Parue en VF
chez divers éditeurs au gré des ventes
des droits et autres joyeusetés, la série « Sandman » ressort chez
Urban en VF dans une édition supposément définitive ! Retour sur une série
culte qui mérite en effet un bel écrin !
Vers le
milieu des années 80, l’éditeur américain DC Comics décide qu’il serait bon de
sortir de la naphtaline certains noms et personnages connus qu’il n’a plu
utilisés depuis Mathusalem ! Le nom de Sandman est évoqué. Au départ,
Sandman est un héros masqué dont le nom civil est Wesley Dodds. L’homme endort
les criminels , d’où sont surnom de Sandman ( car c’est ainsi que nos amis
anglo-saxons appellent notre bien connu marchand de sable).
Mais c’est
la proposition d’un jeune auteur anglais qui va être pris en compte. Et le
sandman qu’il propose n’est pas un super-héros mais bien le marchand de sable
lui-même. Ou du moins quelque chose qui s’en approche. Si la série se déroule
dans l’univers DC, son héros n’est pas un super !
Neil Gaiman
est un romancier des plus intéressants dans le genre fantastique, et qui touche parfois à la SF. Il a écrit
plusieurs romans et pas mal de nouvelles. Mais ce qui fit sa renommée et qui le
lança définitivement, c’est la série « Sandman » qu’il scénarisa
durant 8 ans , de 1988 à 1996. Et pour le fan, c’est un plongée dans les
sources de ses romans : tout ce que Gaiman va développer et explorer dans
ses futures romans (sans jamais se répéter vraiment,il aime trouver de nouveaux angles) et mêmes certains autres comics qu'il scénarisera.
En 1916, un
groupe britannique adepte de l’occulte tente un rituel dont le but est de
capturer La Mort ( du moins sa matérialisation anthropomorphique, la grande
faucheuse quoi ) . Mais le rituel subit un couac : ce n’est pas la mort
mais le rêve qui se fait capturer. Morphée (ou Rêve/Dream), le Sandman, restera
prisonnier plus de 70 ans. Ses outils ( son casque, sa bourse de sable et le
rubis désignant son rang) ont été dispersés et il va se lancer dans une quête
pour les récupérer. Mais d’abord, il va se venger.
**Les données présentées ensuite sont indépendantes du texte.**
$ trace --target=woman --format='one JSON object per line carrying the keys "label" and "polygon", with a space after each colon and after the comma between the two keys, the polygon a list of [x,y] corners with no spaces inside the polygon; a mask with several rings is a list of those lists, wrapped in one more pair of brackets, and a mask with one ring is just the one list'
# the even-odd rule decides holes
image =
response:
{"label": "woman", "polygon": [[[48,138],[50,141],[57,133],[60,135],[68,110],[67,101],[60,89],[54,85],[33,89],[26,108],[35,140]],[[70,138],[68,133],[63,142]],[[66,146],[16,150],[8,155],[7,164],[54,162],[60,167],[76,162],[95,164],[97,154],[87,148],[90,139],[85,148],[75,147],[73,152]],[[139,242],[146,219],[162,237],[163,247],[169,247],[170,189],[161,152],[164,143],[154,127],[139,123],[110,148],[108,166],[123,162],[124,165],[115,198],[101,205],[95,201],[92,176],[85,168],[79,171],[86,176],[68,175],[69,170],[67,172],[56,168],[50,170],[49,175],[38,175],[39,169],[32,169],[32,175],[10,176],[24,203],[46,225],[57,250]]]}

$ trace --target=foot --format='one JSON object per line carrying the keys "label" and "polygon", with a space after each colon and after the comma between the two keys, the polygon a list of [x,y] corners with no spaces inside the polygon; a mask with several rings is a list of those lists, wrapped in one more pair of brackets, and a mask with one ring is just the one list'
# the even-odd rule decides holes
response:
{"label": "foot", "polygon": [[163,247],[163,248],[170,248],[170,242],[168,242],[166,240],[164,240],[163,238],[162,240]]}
Le premier acte raconte donc la capture et la quête de Sandman. Cette aventure lui fera rencontrer quelques figures emblématiques de l’univers DC dont le magicien immoral John Constantine, le héros de la série horrifique Hellblazer !
Le premier acte raconte donc la capture et la quête de Sandman. Cette aventure lui fera rencontrer quelques figures emblématiques de l’univers DC dont le magicien immoral John Constantine, le héros de la série horrifique Hellblazer !
Mais
Sandman est tout autant le héros de la série qu’un concept. Dès lors, le second
acte opte pour une nouvelle orientation en présentant un autre protagoniste
principale et une histoire où Sandman occupera un rôle secondaire voire
mineure. L’envie de Gaiman de jouer avec les codes et la narration est palpable.
Et jouissive ! Un exemple de jeu avec les codes : lors d'un voyage en enfer, Morphée rencontre Lucifer. Ancien ange, Lucifer est donc un être asexué. Et selon l'angle de vue, Lucifer , tout en gardant son apparence, prend soudain des airs féminins, masculins ou androgyne. Simple et efficace !
Le concept
de rêve est donc explorer au travers de son « protecteur » Morphée,
de son royaume mais aussi des rêves des êtres humains. Renverse les liens entre
Morphée et son royaume ( qui est arrivé en premier, Morphée ou les rêves ?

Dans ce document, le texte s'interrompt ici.